If the individual returns before a complete tax year has elapsed, or has significant visits to the UK during their assignment, they will not have been deemed to break residency and will be remain taxable in the UK on worldwide employment income, subject to relief under double taxation agreements. If however, an individual leaves the UK and intends to return to the UK before a full tax year has elapsed, they will remain liable to UK tax on employment income and it will be necessary to continue to operate PAYE. In this situation it is often possible to apply for the anticipated foreign tax credit to be included in the tax code thus avoiding a simultaneous tax charge on the same income in both the UK and overseas country.

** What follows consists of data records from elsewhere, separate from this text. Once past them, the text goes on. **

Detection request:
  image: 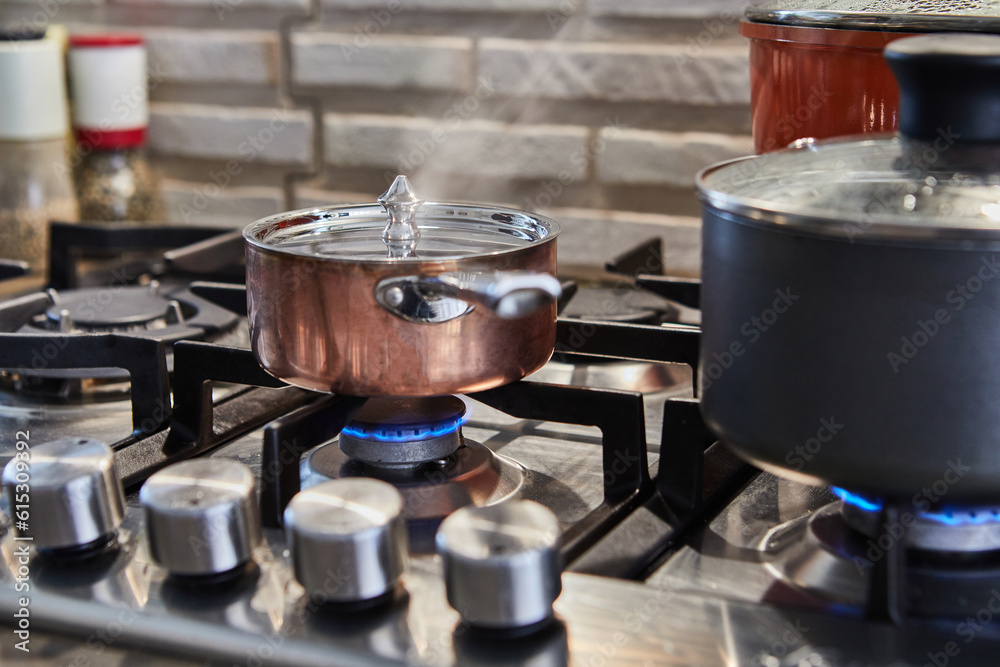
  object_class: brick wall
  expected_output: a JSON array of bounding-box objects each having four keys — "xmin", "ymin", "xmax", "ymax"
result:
[{"xmin": 0, "ymin": 0, "xmax": 751, "ymax": 274}]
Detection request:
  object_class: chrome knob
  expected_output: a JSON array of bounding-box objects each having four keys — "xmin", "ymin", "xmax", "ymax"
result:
[
  {"xmin": 285, "ymin": 477, "xmax": 407, "ymax": 603},
  {"xmin": 437, "ymin": 500, "xmax": 562, "ymax": 629},
  {"xmin": 3, "ymin": 438, "xmax": 125, "ymax": 549},
  {"xmin": 139, "ymin": 458, "xmax": 262, "ymax": 575}
]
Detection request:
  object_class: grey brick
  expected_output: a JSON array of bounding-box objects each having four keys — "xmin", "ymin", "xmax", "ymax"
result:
[
  {"xmin": 160, "ymin": 180, "xmax": 284, "ymax": 228},
  {"xmin": 587, "ymin": 0, "xmax": 748, "ymax": 20},
  {"xmin": 479, "ymin": 39, "xmax": 750, "ymax": 105},
  {"xmin": 105, "ymin": 0, "xmax": 309, "ymax": 7},
  {"xmin": 149, "ymin": 102, "xmax": 313, "ymax": 165},
  {"xmin": 323, "ymin": 0, "xmax": 568, "ymax": 12},
  {"xmin": 292, "ymin": 29, "xmax": 472, "ymax": 90},
  {"xmin": 143, "ymin": 28, "xmax": 278, "ymax": 84},
  {"xmin": 324, "ymin": 114, "xmax": 587, "ymax": 180},
  {"xmin": 597, "ymin": 129, "xmax": 753, "ymax": 186},
  {"xmin": 542, "ymin": 208, "xmax": 701, "ymax": 276}
]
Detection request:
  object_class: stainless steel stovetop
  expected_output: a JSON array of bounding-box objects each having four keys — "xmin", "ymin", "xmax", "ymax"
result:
[{"xmin": 0, "ymin": 231, "xmax": 1000, "ymax": 667}]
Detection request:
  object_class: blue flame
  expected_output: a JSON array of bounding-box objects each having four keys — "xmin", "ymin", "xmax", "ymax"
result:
[
  {"xmin": 921, "ymin": 510, "xmax": 1000, "ymax": 526},
  {"xmin": 830, "ymin": 486, "xmax": 882, "ymax": 512},
  {"xmin": 830, "ymin": 486, "xmax": 1000, "ymax": 526},
  {"xmin": 341, "ymin": 410, "xmax": 471, "ymax": 442}
]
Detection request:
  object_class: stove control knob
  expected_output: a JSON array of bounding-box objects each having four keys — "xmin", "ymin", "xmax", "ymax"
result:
[
  {"xmin": 285, "ymin": 477, "xmax": 407, "ymax": 603},
  {"xmin": 437, "ymin": 500, "xmax": 562, "ymax": 629},
  {"xmin": 139, "ymin": 458, "xmax": 262, "ymax": 576},
  {"xmin": 3, "ymin": 438, "xmax": 125, "ymax": 549}
]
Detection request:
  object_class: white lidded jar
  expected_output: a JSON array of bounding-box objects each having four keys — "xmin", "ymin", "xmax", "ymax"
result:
[
  {"xmin": 0, "ymin": 30, "xmax": 77, "ymax": 272},
  {"xmin": 68, "ymin": 34, "xmax": 163, "ymax": 222}
]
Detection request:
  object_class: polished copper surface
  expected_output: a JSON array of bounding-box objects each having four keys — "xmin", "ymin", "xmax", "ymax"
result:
[{"xmin": 247, "ymin": 213, "xmax": 556, "ymax": 396}]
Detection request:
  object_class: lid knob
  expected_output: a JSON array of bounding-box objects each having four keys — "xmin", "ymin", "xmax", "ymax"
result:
[
  {"xmin": 885, "ymin": 33, "xmax": 1000, "ymax": 146},
  {"xmin": 139, "ymin": 459, "xmax": 262, "ymax": 576},
  {"xmin": 3, "ymin": 438, "xmax": 125, "ymax": 549},
  {"xmin": 285, "ymin": 477, "xmax": 407, "ymax": 603},
  {"xmin": 437, "ymin": 500, "xmax": 562, "ymax": 630},
  {"xmin": 378, "ymin": 175, "xmax": 424, "ymax": 258}
]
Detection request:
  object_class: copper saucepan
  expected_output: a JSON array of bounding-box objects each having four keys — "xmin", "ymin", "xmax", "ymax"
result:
[{"xmin": 243, "ymin": 176, "xmax": 560, "ymax": 396}]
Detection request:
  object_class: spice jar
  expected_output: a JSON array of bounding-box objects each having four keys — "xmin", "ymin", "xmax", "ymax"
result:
[
  {"xmin": 69, "ymin": 34, "xmax": 163, "ymax": 222},
  {"xmin": 0, "ymin": 29, "xmax": 77, "ymax": 272}
]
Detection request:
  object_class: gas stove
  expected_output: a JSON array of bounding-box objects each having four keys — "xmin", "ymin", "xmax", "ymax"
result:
[{"xmin": 0, "ymin": 226, "xmax": 1000, "ymax": 667}]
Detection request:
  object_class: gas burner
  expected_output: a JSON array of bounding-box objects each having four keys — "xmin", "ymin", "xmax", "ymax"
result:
[
  {"xmin": 301, "ymin": 396, "xmax": 525, "ymax": 546},
  {"xmin": 561, "ymin": 283, "xmax": 679, "ymax": 325},
  {"xmin": 6, "ymin": 281, "xmax": 239, "ymax": 400},
  {"xmin": 18, "ymin": 281, "xmax": 238, "ymax": 342},
  {"xmin": 758, "ymin": 502, "xmax": 1000, "ymax": 618},
  {"xmin": 832, "ymin": 487, "xmax": 1000, "ymax": 554},
  {"xmin": 30, "ymin": 282, "xmax": 192, "ymax": 333},
  {"xmin": 340, "ymin": 396, "xmax": 466, "ymax": 468}
]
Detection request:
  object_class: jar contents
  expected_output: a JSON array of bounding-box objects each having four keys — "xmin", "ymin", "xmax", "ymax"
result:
[
  {"xmin": 0, "ymin": 30, "xmax": 77, "ymax": 274},
  {"xmin": 73, "ymin": 149, "xmax": 163, "ymax": 221}
]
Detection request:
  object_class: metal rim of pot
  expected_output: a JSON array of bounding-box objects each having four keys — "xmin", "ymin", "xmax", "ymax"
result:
[
  {"xmin": 699, "ymin": 33, "xmax": 1000, "ymax": 505},
  {"xmin": 697, "ymin": 33, "xmax": 1000, "ymax": 248},
  {"xmin": 746, "ymin": 0, "xmax": 1000, "ymax": 33},
  {"xmin": 238, "ymin": 176, "xmax": 562, "ymax": 396}
]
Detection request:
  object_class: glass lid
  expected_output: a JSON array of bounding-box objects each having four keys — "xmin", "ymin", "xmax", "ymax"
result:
[
  {"xmin": 699, "ymin": 137, "xmax": 1000, "ymax": 240},
  {"xmin": 698, "ymin": 33, "xmax": 1000, "ymax": 247},
  {"xmin": 243, "ymin": 176, "xmax": 559, "ymax": 262},
  {"xmin": 746, "ymin": 0, "xmax": 1000, "ymax": 32}
]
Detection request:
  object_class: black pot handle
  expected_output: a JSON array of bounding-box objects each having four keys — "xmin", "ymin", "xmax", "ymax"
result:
[{"xmin": 885, "ymin": 33, "xmax": 1000, "ymax": 145}]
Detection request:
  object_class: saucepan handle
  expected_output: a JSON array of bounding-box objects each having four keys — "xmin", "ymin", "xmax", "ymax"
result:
[{"xmin": 375, "ymin": 271, "xmax": 562, "ymax": 324}]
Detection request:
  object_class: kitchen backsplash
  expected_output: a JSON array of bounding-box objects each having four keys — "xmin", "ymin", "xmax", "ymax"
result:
[{"xmin": 0, "ymin": 0, "xmax": 752, "ymax": 274}]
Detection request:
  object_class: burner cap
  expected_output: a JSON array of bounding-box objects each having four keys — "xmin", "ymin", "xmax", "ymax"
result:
[
  {"xmin": 343, "ymin": 396, "xmax": 465, "ymax": 442},
  {"xmin": 45, "ymin": 287, "xmax": 179, "ymax": 330},
  {"xmin": 340, "ymin": 396, "xmax": 465, "ymax": 468},
  {"xmin": 831, "ymin": 487, "xmax": 1000, "ymax": 553}
]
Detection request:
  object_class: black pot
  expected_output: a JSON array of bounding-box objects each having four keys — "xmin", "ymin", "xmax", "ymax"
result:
[{"xmin": 699, "ymin": 35, "xmax": 1000, "ymax": 505}]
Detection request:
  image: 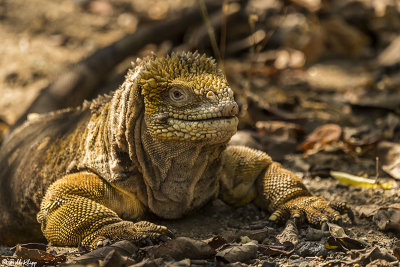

If you do not have an assignment policy, you may wish to decide whether the individual should be tax equalised, tax protected or treated as a local hire in the overseas country. Tax equalisation essentially means that an individual is limited to the tax they would have paid if they had stayed in the UK (ie excluding expatriate allowances etc). The company deducts this ‘hypothetical’ tax which is not paid over to the tax authority. All taxes in the overseas country are paid by the company to effectively guarantee an individuals net salary. A reconciliation is carried out at the end of the year to determing whether the amount deducted as hypothetical tax was correct or whether any balancing payments are required between the individual and the company. If the total tax paid is more than the hypothetical tax deducted, the individual has been protected from excess taxation by the company. If the hypothetical tax is more than the actual tax paid, the company keeps the windfall.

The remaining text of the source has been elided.